Configure `scram` to disable one of the GPU bakends in a development area ?

fwyzard commented 2 months ago

The ROCm (and to some extend CUDA) alpaka backends add a noticeable amount to the time it takes to build some packages.

For users that do not care about running on (AMD) GPUs, we could speed up the compilation process disabling the ROCm (or CUDA) alpaka backend(s).

Also note that it could be much worse if we manage to add the SYCL/oneAPI backend...

This could be implemented in scram, with a syntax like

scram b disable-backend {cuda,rocm}
scram b enable-backend {cuda,rocm}

?

An other way to speed up the compilation would be to target only one actual GPU type, like an NVIDIA T4 or an AMD Mi250.

This could be implemented with a syntax like

scram b enable-backend cuda=sm_89
scram b enable-backend rocm=gfx90a

We could also get the hardware type from cudaComputeCapabilities or rocmComputeCapabilities with a syntax like

scram b enable-backend cuda=native
scram b enable-backend rocm=native

@smuzaffar do you think this could be implemented in scram ?

If you think so, we can discuss the implementation detail here or in person.

fwyzard commented 2 months ago

assign core,heterogeneous

cmsbuild commented 2 months ago

New categories assigned: core,heterogeneous

@Dr15Jones,@fwyzard,@makortel,@makortel,@smuzaffar you have been requested to review this Pull request/Issue and eventually sign? Thanks

cmsbuild commented 2 months ago

cms-bot internal usage

cmsbuild commented 2 months ago

A new Issue was created by @fwyzard.

@Dr15Jones, @antoniovilela, @makortel, @mandrenguyen, @rappoccio, @sextonkennedy, @smuzaffar can you please review it and eventually sign/assign? Thanks.

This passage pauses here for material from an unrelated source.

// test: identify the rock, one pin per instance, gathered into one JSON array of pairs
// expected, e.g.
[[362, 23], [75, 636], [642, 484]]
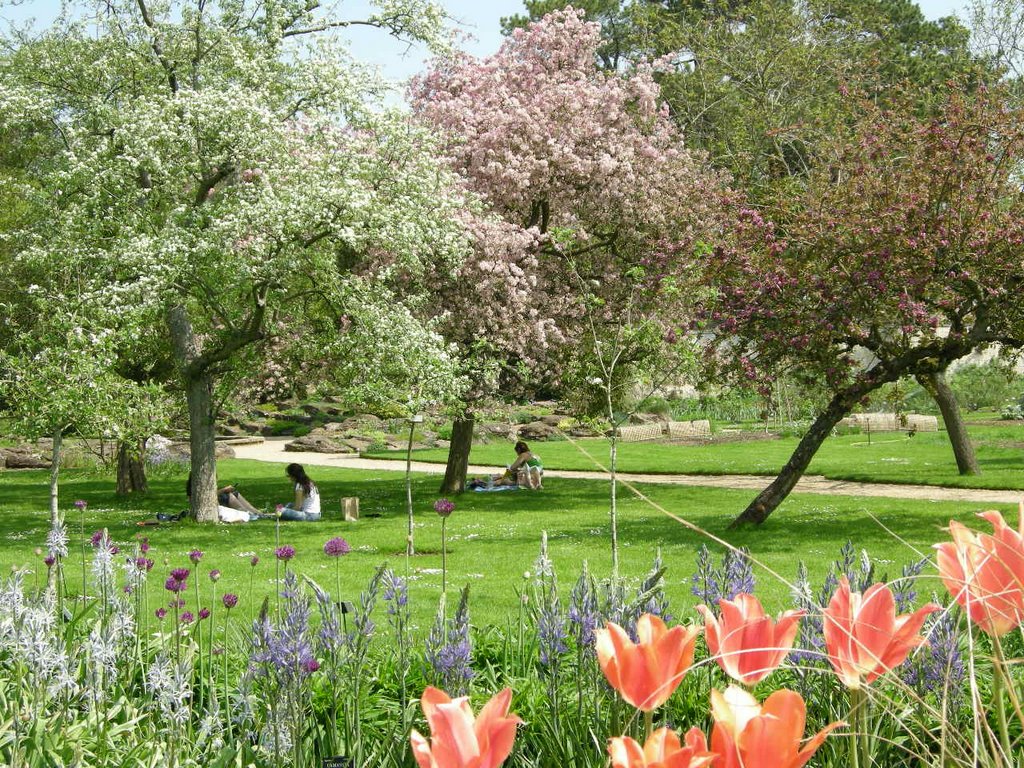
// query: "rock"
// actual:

cms-bot commands are listed here

smuzaffar commented 2 months ago

@fwyzard , yes we should be able to implement this via scram b ..... How about , for local development (e.g. where user only wants to test things on local host) we can just use scram build enable-alpaka-native which on host with

nvidia gpu: disable rocm, use cudaComputeCapabilities to get the get actual gpu and only build for that gpu type
amd gpu: disable cuda, use rocmComputeCapabilities to get the get actual gpu and only build for that gpu type
without gpu: disable both rocm and cuda backends

we can also add scram b {enable|disable}-alpaka-{rocm|cuda} for expicitly enable/disable rocm/cuda backend build

If needed, we can discuss this in core sw meeting tomorrow

fwyzard commented 2 months ago

If needed, we can discuss this in core sw meeting tomorrow

Sounds good.

fwyzard commented 2 months ago

About updating the flags in cuda.xml and rocm.xml tools.

`cuda.xml`

The syntax for enabling sm_## is -gencode arch=compute_##,code=[sm_##,compute_##]. So, calling e.g.

scram b enable-backend cuda=sm_89

should remove all the CUDA_FLAGS of the form -gencode arch=compute_[0-9]+,code=[sm_[0-9]+,compute_[0-9]+], and add -gencode arch=compute_89,code=[sm_89,compute_89].

The "native" CUDA architectures used by the NVIDIA GPUs in the local machine can be extracted from cudaComputeCapabilities:

$ cudaComputeCapabilities 
   0     8.9    NVIDIA L4
   1     7.5    Tesla T4

should use the architecture sm_75.

Currently there is a script cmsCudaSetup.sh, that does part of what scram b enable-backend cuda=native should do.

`rocm.xml`

The syntax for enabling gfx#### is --offload-arch=gfx####, so

scram b enable-backend rocm=gfx1100

should remove all the ROCM_FLAGS of the form --offload-arch=gfx[0-9a-f]+, and add --offload-arch=gfx1100.

Note that the value after gfx can have 3 or 4 hexadecimal digits.

The "native" ROCm architectures used by the AMD GPUs in the local machine can be extracted from rocmComputeCapabilities:

$ rocmComputeCapabilities 
   0     gfx1100    AMD Radeon Pro W7800 (unsupported)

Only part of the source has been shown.